現地に着くと本番前でものすごくピリピリしてる。

確か一発録りでやり直し出来ないんだよね。



酒井さんを見つけて

「酒井さん、あの、千賀さんは……」

声を掛けると、その視線の先に千賀さんがいて
青白い顔をしていた。

私には気づかないでぼんやりと一点を見つめている。



「昨日練習出来てない分、不安みたいで」

小声で教えてくれる酒井さんは
心配そうに千賀さんを見ている。



それはそうだろう。

ただ、私は何となく分かっている。

「千賀さん」

声を掛けると千賀さんはようやく私に気づく。
でも私と目が合うと目を逸らす。



ただ、これも想定の範囲内。

「…練習、しちゃったんでしょ」

声を掛けると千賀さんは俯く。



やっぱりなぁー。

「で、いま指がうまく動かないんですよね?」

尋ねると頷く千賀さん。



だからダメって言ったのに。

でも千賀さんの気持ちも分かるから。



「最終リハまであとどれくらいですか?」

酒井さんに聞くと

「あと15分です」

時計を見て答えてくれる。



「千賀さん、痛い方の手を出してください」

声を掛けると申し訳なさそうに手を出す千賀さんの手を掴むと
マッサージをする。

凝ってるところをグリグリ押すと

「イタタタタっ」

千賀さんが痛そうだけどそんなの知らない。



緊張で冷たくなっている千賀さんの手をグリグリ押してマッサージをしながら

「大丈夫、千賀さんは弾けます」

声を掛ける。



「え?」

「こんなに指が痛くなるまで練習したんだもの。

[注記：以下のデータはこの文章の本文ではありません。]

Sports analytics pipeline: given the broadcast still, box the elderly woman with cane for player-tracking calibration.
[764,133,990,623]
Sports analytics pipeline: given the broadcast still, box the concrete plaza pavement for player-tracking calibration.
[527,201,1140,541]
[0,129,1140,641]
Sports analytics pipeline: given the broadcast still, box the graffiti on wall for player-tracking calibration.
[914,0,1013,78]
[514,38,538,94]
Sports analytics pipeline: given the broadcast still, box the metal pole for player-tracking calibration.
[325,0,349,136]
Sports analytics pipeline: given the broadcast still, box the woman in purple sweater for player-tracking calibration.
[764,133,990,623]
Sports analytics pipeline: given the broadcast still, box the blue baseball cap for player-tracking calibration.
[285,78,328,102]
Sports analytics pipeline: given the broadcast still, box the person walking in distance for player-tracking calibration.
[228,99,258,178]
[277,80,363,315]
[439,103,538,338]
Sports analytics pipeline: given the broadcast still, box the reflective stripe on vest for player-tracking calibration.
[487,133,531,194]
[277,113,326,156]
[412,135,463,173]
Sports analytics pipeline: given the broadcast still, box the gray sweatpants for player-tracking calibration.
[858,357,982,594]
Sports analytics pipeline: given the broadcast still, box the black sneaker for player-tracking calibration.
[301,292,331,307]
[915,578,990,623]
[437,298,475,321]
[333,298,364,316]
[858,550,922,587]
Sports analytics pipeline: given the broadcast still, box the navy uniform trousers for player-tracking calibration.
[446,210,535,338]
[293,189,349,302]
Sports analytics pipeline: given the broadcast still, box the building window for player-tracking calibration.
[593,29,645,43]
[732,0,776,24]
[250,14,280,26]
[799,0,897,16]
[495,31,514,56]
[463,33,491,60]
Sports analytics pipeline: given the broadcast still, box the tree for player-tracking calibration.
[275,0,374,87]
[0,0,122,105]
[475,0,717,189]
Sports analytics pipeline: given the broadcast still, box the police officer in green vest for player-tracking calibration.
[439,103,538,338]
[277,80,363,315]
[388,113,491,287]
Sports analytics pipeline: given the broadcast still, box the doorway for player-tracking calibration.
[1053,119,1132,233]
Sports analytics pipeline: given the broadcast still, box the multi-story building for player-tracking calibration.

大丈夫です」



不安そうな千賀さんに精一杯笑う。



「指はもう覚えてるはずだから、落ち着いて歌う人をちゃんと見て。あと、千賀さんは集中すると息忘れがちだからリズムに合わせて吸って、吸って、吐いて、吐いて」

曲のリズムに近いテンポでマッサージしながら話すと

「……うん」

千賀さんの手が温かくなってくる。



「ほら、もう成功する気しかしないでしょ?」

聞いてみると

「…うんっ」

千賀さんが微笑む。



そして結果
千賀さんは完璧な演奏をした。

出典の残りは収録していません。